Figure 3 summarises the grouping used for the descriptive synthesis by distinguishing studies that examine interaction mechanisms in multiple contexts from those situated in a primary application domain.
The thematic structure of the reviewed corpus was further examined through keyword co-occurrence analysis. Figure 4 shows the main clusters identified from standardised author keywords and indexed terms. The network places human–AI interaction in close relation to broader LLM-related and interaction-oriented concepts, including “LLM”, “agents”, “AI”, and “NLP”. Rather than presenting LLMs only as model-level technologies, the map points to a literature organised around use, mediation, supervision, and the changing role of users in interaction with increasingly capable systems. This supports the review’s focus on interaction mechanisms and autonomy as two central dimensions for analysing LLM-based systems.

4.1. Cross-Domain Interaction Patterns

Across the reviewed corpus, three recurring interaction patterns emerged: prompting strategies, workflow patterns, and agentic architectures. These patterns differ in how user intent is specified, how intermediate steps are organised, and how much of the task is delegated to the system. Read together, they also indicate a broader shift from single-turn prompt formulation toward structured, tool-supported, and increasingly autonomous forms of interaction, with corresponding implications for human oversight and control.
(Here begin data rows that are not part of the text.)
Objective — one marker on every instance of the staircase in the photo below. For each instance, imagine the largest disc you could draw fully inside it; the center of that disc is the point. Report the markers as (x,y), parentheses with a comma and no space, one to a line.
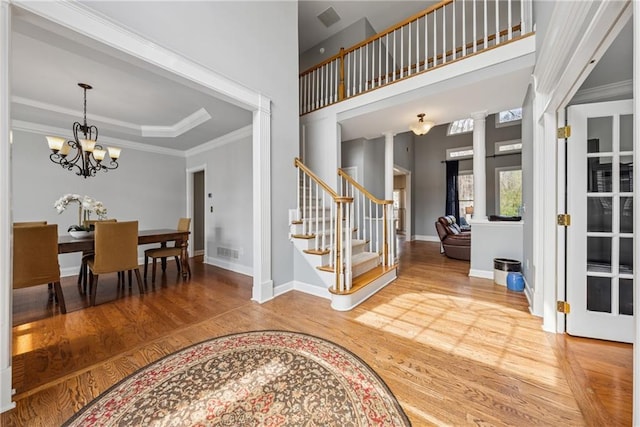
(348,238)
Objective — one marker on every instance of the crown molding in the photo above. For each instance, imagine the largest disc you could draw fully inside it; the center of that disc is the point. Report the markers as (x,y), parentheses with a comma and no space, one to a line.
(179,128)
(236,135)
(607,91)
(51,130)
(75,113)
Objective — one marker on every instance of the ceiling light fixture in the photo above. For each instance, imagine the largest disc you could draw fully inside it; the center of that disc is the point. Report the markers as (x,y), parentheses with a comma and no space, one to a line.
(89,156)
(421,127)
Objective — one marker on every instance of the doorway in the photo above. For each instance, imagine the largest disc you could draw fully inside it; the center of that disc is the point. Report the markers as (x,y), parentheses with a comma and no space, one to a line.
(600,238)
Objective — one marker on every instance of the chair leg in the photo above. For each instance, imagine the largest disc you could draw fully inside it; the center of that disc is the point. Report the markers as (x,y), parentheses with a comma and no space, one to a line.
(139,279)
(94,287)
(60,297)
(153,270)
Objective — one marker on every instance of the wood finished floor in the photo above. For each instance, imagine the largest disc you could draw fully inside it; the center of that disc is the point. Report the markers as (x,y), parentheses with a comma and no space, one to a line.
(454,350)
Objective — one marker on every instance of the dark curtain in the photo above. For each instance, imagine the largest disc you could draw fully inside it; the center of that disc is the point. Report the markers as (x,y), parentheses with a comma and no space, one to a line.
(453,206)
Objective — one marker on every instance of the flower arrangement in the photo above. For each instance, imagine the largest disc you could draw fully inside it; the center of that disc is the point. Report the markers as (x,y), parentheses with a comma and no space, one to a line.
(86,205)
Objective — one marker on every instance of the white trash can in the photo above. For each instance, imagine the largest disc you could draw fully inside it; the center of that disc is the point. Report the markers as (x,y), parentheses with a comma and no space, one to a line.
(502,267)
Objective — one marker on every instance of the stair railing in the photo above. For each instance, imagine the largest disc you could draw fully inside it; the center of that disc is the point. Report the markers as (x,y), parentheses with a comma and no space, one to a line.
(438,35)
(373,219)
(326,217)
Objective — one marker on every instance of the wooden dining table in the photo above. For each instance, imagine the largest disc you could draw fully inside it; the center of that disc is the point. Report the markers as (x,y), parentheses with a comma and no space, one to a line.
(68,244)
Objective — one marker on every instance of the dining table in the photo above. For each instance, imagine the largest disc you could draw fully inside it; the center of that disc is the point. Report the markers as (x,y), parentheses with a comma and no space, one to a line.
(68,244)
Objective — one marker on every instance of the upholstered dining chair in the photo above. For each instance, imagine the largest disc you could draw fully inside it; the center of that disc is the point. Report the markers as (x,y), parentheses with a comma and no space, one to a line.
(83,273)
(35,259)
(166,252)
(115,250)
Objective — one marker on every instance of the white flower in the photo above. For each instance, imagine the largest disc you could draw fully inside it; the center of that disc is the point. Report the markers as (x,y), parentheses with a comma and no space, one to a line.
(86,205)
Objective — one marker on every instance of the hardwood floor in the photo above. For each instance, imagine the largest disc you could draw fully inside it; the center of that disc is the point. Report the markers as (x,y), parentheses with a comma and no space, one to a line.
(454,350)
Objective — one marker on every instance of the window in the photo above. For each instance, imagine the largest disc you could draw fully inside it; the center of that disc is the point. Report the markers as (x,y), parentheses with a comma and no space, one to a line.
(509,117)
(460,126)
(459,153)
(512,146)
(465,194)
(508,191)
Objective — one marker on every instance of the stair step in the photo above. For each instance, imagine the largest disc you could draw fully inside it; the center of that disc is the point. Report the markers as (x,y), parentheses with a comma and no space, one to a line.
(357,263)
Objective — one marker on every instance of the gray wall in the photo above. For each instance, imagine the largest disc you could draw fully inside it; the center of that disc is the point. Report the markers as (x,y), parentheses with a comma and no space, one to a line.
(429,176)
(228,179)
(353,34)
(238,40)
(198,211)
(146,187)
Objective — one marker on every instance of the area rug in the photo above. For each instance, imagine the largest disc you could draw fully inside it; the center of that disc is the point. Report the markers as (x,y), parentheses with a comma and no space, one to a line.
(262,378)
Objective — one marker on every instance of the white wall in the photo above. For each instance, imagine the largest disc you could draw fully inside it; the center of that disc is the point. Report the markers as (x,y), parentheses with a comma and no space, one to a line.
(146,187)
(240,41)
(229,181)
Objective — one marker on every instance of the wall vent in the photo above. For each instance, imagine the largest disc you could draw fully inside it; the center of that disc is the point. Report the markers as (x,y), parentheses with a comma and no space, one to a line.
(329,17)
(227,252)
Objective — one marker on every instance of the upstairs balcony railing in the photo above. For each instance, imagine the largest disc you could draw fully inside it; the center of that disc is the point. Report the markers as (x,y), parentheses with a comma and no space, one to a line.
(444,33)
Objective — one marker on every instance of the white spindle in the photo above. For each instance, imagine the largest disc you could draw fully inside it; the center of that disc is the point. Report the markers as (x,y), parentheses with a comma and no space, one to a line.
(324,222)
(444,34)
(323,100)
(401,51)
(453,27)
(317,227)
(426,42)
(497,6)
(395,58)
(360,73)
(366,67)
(475,34)
(418,45)
(386,80)
(464,28)
(435,38)
(486,26)
(509,34)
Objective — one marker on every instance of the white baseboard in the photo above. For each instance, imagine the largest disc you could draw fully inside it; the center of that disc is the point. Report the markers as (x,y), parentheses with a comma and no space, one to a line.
(302,287)
(426,238)
(6,391)
(237,268)
(483,274)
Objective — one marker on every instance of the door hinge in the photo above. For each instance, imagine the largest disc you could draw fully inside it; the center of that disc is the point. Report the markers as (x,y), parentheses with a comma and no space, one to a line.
(564,132)
(563,307)
(564,220)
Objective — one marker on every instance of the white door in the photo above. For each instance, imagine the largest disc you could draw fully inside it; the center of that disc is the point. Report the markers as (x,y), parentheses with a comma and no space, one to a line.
(600,238)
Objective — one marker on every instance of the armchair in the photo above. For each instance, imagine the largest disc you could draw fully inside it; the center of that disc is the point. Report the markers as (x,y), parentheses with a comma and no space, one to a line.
(455,242)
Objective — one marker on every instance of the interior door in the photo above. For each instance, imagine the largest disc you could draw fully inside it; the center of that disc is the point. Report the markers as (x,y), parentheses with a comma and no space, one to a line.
(599,253)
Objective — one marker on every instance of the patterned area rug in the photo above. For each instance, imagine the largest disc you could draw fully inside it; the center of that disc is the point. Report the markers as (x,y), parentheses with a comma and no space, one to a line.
(264,378)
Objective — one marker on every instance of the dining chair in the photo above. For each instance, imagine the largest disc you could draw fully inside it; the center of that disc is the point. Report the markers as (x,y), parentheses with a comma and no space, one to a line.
(115,251)
(165,252)
(29,223)
(35,259)
(83,273)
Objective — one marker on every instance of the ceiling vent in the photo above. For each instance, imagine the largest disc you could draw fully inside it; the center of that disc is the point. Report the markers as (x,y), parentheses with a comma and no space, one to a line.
(329,17)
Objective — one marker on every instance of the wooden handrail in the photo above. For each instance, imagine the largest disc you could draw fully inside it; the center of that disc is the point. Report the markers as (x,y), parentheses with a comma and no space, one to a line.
(363,190)
(298,163)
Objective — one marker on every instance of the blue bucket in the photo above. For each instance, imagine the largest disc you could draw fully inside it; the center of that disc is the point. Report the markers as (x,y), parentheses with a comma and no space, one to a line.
(515,281)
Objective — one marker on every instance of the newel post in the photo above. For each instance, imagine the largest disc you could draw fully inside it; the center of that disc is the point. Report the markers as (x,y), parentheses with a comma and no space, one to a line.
(341,84)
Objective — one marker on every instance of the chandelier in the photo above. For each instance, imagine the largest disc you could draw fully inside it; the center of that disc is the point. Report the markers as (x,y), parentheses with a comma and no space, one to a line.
(421,127)
(88,157)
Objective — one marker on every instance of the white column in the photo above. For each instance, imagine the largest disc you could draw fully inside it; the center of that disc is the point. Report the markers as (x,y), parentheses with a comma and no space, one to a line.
(388,165)
(479,166)
(262,281)
(5,212)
4.1.1. Prompting Strategies

In the reviewed work, prompting appears as the most basic and widespread interaction mechanism through which users specify intent, provide context, and constrain outputs. Across these studies, prompting functions not merely as question phrasing, but as a structured means of configuring interaction through instructions, examples, contextual grounding, and output requirements. Common strategies include zero-shot and few-shot prompting, while more elaborate forms such as chain-of-thought and self-consistency are used when tasks require intermediate reasoning or greater output stability [17,18,19,20].
More structured prompting mechanisms in the corpus are typically used to reduce ambiguity, stabilise model behaviour across repeated interactions, and improve the inspectability of outputs. Role instructions, templates, constrained output formats, retrieval-augmented prompting, and multimodal reasoning extensions all serve this broader function, even though they differ technically [21,22,23]. A recurring finding across studies is that structured formats can enhance consistency and task compliance, but they do not eliminate the need for human oversight to assess correctness and contextual appropriateness.

4.1.2. Workflow Patterns

A second recurring pattern in the corpus is the shift from isolated prompting toward multi-step workflows. These interaction structures decompose tasks into intermediate stages, incorporate feedback, and often connect the model to external tools or representations when a single prompt–response exchange is insufficient for the user’s goal. Approaches such as Prompt chaining [24], Tree-of-Thought [25], Automatic Reasoning and Tool-Use [26], Automatic Prompt Engineer [27], Active Prompting [28], Program-aided language models [29], ReAct [30] and Reflexion [31] differ in implementation, but they converge on the same interactional principle: complex tasks are handled through staged reasoning, iterative refinement, and coordination between language generation and action.
Taken together, these studies show that interaction with LLM-based systems is often iterative rather than single-turn, particularly when tasks are exploratory, open-ended, or verification-sensitive. In such cases, effective interaction depends not only on prompt quality, but also on how the workflow decomposes the task, exposes intermediate states, and supports feedback or correction across turns. This marks an important transition from prompt design as isolated input crafting to interaction design as process orchestration [32].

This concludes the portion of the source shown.